Se qualquer autor de ficção ou de poesia enfrenta dificuldades para encontrar uma editora simpática a seus objetivos, imagine o leitor um dramaturgo... Por isso, iniciativas como a editora Giostri tem tomado, já há alguns anos, devem ser valorizadas. A Giostri é um complexo editorial voltado para textos infantis, psicologia, ficção e (pasme o leitor) dramaturgia. Basicamente, dramaturgia brasileira. Mas agora começa também a publicar ensaios a respeito de dramaturgos universais, como Arthur Miller e Eurípides.
No caso dos textos dramáticos, alguns autores do Estado têm encontrado, da parte da Giostri, um excelente acolhimento. Foi o caso de Júlio Zanotta que, em 2021, teve editados dez volumes, publicados numa bela caixa que reúne toda a coleção, além de ser possível adquirir cada volume isoladamente.
Agora, é a vez do dramaturgo e psicanalista Júlio Conte, que acaba de ter impressos três de seus textos, O rei da escória, creio que montada em 2007; Beckett-Bion, cuja data de estreia não recordo; e Latidos, o texto mais recente e, para muitos, depois da impactante e sempre renovada Bailei na curva, que completou 40 anos de encenações, sua melhor e mais madura obra (avaliação com a qual concordo plenamente, e assim escrevi quando da montagem a que assisti).

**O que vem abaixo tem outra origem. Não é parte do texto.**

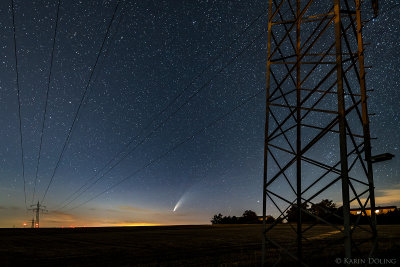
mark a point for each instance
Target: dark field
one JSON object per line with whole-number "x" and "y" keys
{"x": 223, "y": 245}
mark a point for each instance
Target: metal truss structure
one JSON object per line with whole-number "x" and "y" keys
{"x": 317, "y": 138}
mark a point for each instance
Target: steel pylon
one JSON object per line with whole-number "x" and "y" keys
{"x": 317, "y": 137}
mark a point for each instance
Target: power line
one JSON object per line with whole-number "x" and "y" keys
{"x": 219, "y": 56}
{"x": 247, "y": 100}
{"x": 81, "y": 102}
{"x": 19, "y": 101}
{"x": 171, "y": 115}
{"x": 47, "y": 98}
{"x": 112, "y": 39}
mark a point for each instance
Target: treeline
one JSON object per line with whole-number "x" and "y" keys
{"x": 325, "y": 211}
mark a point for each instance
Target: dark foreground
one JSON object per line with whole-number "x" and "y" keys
{"x": 229, "y": 245}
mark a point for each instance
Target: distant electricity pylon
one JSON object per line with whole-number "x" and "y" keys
{"x": 317, "y": 137}
{"x": 37, "y": 208}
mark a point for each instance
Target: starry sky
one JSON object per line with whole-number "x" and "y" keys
{"x": 212, "y": 51}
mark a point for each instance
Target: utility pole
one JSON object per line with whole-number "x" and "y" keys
{"x": 37, "y": 209}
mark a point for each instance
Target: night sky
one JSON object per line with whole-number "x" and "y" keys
{"x": 153, "y": 52}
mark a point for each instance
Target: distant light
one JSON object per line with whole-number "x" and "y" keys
{"x": 381, "y": 157}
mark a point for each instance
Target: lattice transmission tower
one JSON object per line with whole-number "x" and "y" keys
{"x": 317, "y": 137}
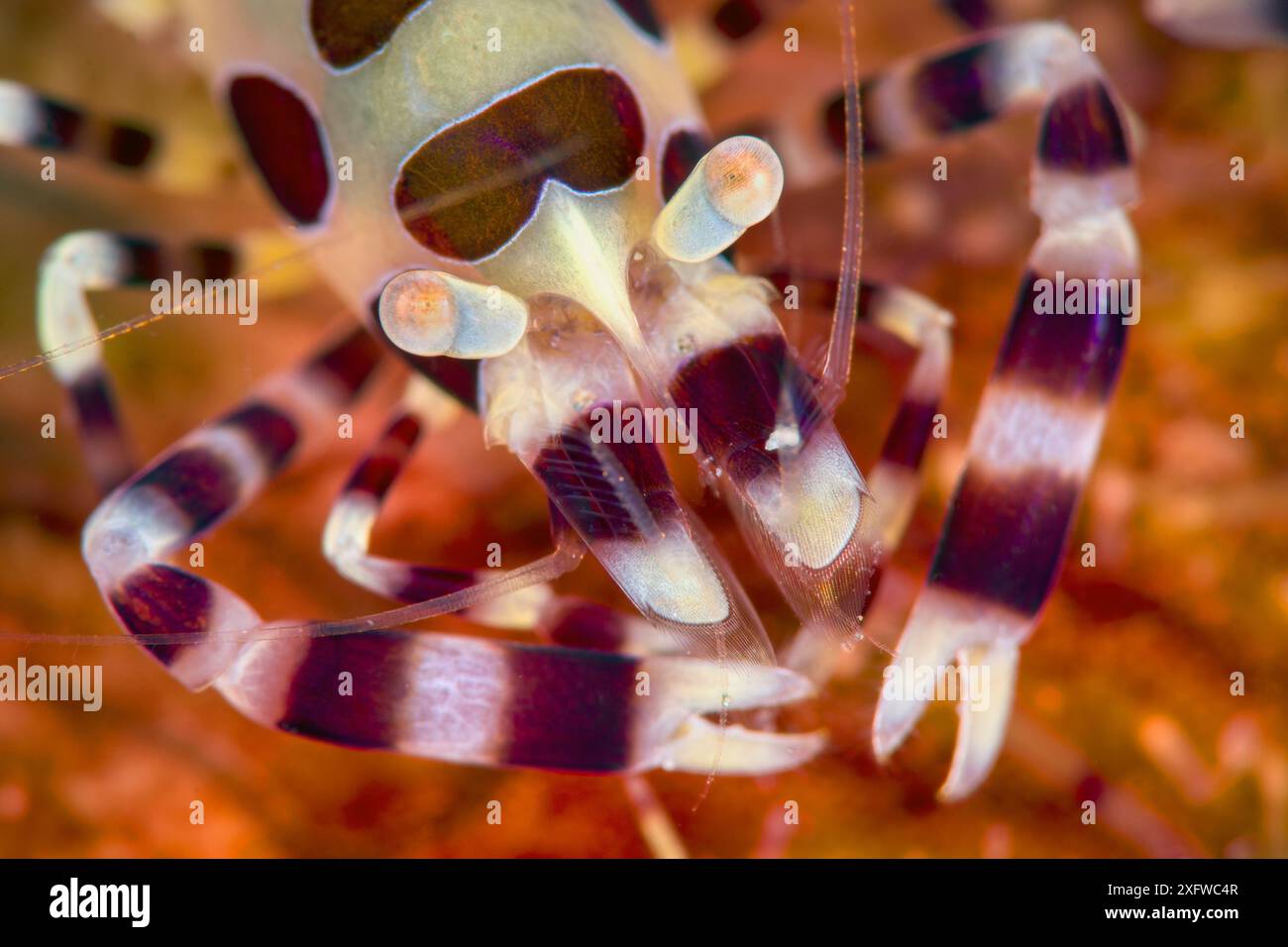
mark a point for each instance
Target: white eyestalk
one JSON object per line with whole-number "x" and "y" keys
{"x": 430, "y": 313}
{"x": 734, "y": 185}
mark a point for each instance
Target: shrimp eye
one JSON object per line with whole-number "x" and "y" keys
{"x": 467, "y": 191}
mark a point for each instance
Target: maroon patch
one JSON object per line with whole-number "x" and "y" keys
{"x": 738, "y": 18}
{"x": 378, "y": 663}
{"x": 640, "y": 13}
{"x": 571, "y": 709}
{"x": 1082, "y": 132}
{"x": 196, "y": 480}
{"x": 473, "y": 185}
{"x": 683, "y": 151}
{"x": 159, "y": 599}
{"x": 349, "y": 31}
{"x": 286, "y": 144}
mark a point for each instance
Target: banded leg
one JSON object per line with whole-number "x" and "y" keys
{"x": 1042, "y": 411}
{"x": 566, "y": 403}
{"x": 31, "y": 120}
{"x": 441, "y": 696}
{"x": 347, "y": 539}
{"x": 86, "y": 261}
{"x": 896, "y": 478}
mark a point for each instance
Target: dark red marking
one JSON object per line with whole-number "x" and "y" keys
{"x": 833, "y": 121}
{"x": 284, "y": 141}
{"x": 59, "y": 127}
{"x": 1004, "y": 538}
{"x": 128, "y": 146}
{"x": 349, "y": 31}
{"x": 738, "y": 18}
{"x": 681, "y": 155}
{"x": 588, "y": 491}
{"x": 1082, "y": 132}
{"x": 571, "y": 709}
{"x": 580, "y": 624}
{"x": 473, "y": 185}
{"x": 380, "y": 468}
{"x": 197, "y": 482}
{"x": 1067, "y": 355}
{"x": 349, "y": 363}
{"x": 368, "y": 719}
{"x": 906, "y": 444}
{"x": 271, "y": 432}
{"x": 952, "y": 93}
{"x": 146, "y": 260}
{"x": 161, "y": 599}
{"x": 640, "y": 12}
{"x": 977, "y": 14}
{"x": 95, "y": 407}
{"x": 214, "y": 262}
{"x": 737, "y": 390}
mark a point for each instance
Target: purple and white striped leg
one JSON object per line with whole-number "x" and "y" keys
{"x": 86, "y": 261}
{"x": 196, "y": 484}
{"x": 1041, "y": 415}
{"x": 896, "y": 478}
{"x": 347, "y": 539}
{"x": 31, "y": 120}
{"x": 449, "y": 697}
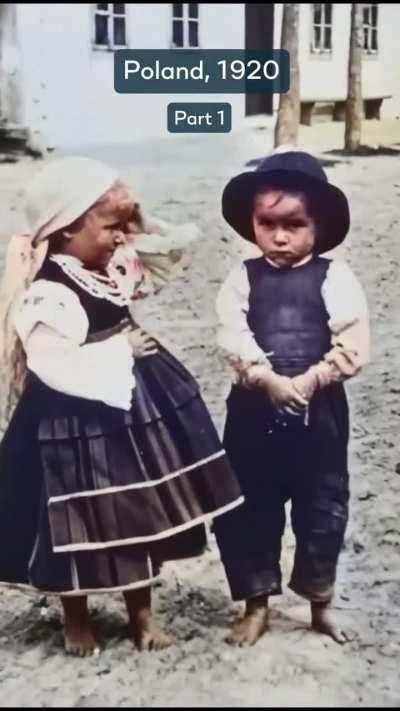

A publicação do texto dramático cumpre duas funções muito pragmáticas. Divulgar um texto é o primeiro momento de um espetáculo de teatro, para que um potencial diretor, um grupo teatral ou um intérprete, resolva investir tempo e dinheiro em uma eventual montagem; o segundo momento é, uma vez estreada a peça, tê-la fixada em letra de forma (muitas vezes, o texto original é mexido e cortado e emendado para que o texto possa ser melhor falado pelos intérpretes) e, assim, documentado o espetáculo teatral. No caso de Zanotta e de Conte, ambos possuem extensa, intensa e variada obra, ainda que cada uma delas com características absolutamente diversas. No caso de Júlio Conte, são mais de 40 anos de dramaturgia, com quase outro tanto de textos escritos e encenados, na maioria dos casos dirigidos por ele mesmo.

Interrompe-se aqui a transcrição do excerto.